On September 2, the U.S. Department of Agriculture (USDA) released its annual report on household food security in the United States, finding that 17.5 million households in the country were food insecure in 2013, meaning that they had “limited or uncertain” access to “nutritionally adequate and safe food.”

In response to the USDA report, The Wall Street Journal published a September 3 opinion piece by James Bovard attacking government focus on food insecurity as a measurement of widespread hunger in the United States. Bovard suggested thatmembers of food-insecure households are not legitimately hungry because “widespread hunger” has been “debunked” by another USDA report that found children in low-income households consume more calories on average than those in higher-income households. Bovard cited the higher consumption of calories by children in low-income households as evidence of a “paradoxical relationship between food stamps and food insecurity” and demanded more transparency on what food stamp benefits are being spent on.

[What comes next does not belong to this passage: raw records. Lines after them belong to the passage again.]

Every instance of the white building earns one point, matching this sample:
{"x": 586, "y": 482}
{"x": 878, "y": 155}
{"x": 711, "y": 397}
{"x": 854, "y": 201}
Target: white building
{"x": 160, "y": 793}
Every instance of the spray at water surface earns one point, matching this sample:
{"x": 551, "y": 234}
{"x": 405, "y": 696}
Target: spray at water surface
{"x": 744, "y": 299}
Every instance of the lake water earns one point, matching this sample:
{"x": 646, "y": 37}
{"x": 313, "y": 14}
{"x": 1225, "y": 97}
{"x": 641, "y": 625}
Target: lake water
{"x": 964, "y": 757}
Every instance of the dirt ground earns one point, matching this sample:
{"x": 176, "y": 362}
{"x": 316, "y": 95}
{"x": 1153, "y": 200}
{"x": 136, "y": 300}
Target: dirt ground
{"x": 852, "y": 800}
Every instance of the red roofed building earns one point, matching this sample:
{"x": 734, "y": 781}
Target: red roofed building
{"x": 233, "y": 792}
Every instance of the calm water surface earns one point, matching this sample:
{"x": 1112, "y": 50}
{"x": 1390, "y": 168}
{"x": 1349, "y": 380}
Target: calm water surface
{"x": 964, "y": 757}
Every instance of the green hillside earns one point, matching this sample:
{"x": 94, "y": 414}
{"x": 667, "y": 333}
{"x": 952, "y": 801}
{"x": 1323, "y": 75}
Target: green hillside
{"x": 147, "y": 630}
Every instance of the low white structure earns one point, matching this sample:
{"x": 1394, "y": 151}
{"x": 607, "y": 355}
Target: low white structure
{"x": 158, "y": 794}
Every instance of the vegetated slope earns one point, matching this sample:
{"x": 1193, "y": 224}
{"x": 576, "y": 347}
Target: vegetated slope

But by denying the legitimacy of measuring food insecurity, Bovard erased food insecurity's pervasive impact across the United States. Although hunger and food insecurity are in fact separate issues, as Bovard pointed out, the USDA underscores that they are still “related.” According to the USDA, “Food insecurity is a household-level economic and social condition of limited access to food, while hunger is an individual-level physiological condition that may result from food insecurity.” The USDA began to distinguish between food insecurity and hunger in the department's research due to a “lack of consistent meaning of the word” hunger.

Citing higher calorie consumption among children in low-income households as evidence that debunks child hunger is also misleading. As the Food Research and Action Center points out, food insecure and low-income people are especially vulnerable to obesity, due to "[l]imited resources and lack of access to healthy, affordable foods," which are primary factors in those living in poverty consuming higher-calorie foods. The center says that healthy food is often more expensive and less available than energy-dense, nutrient-poor foods.

Conservative media consistently push the false claims that the food insecure are lazy and that programs addressing their needs are wasteful and frequently misused.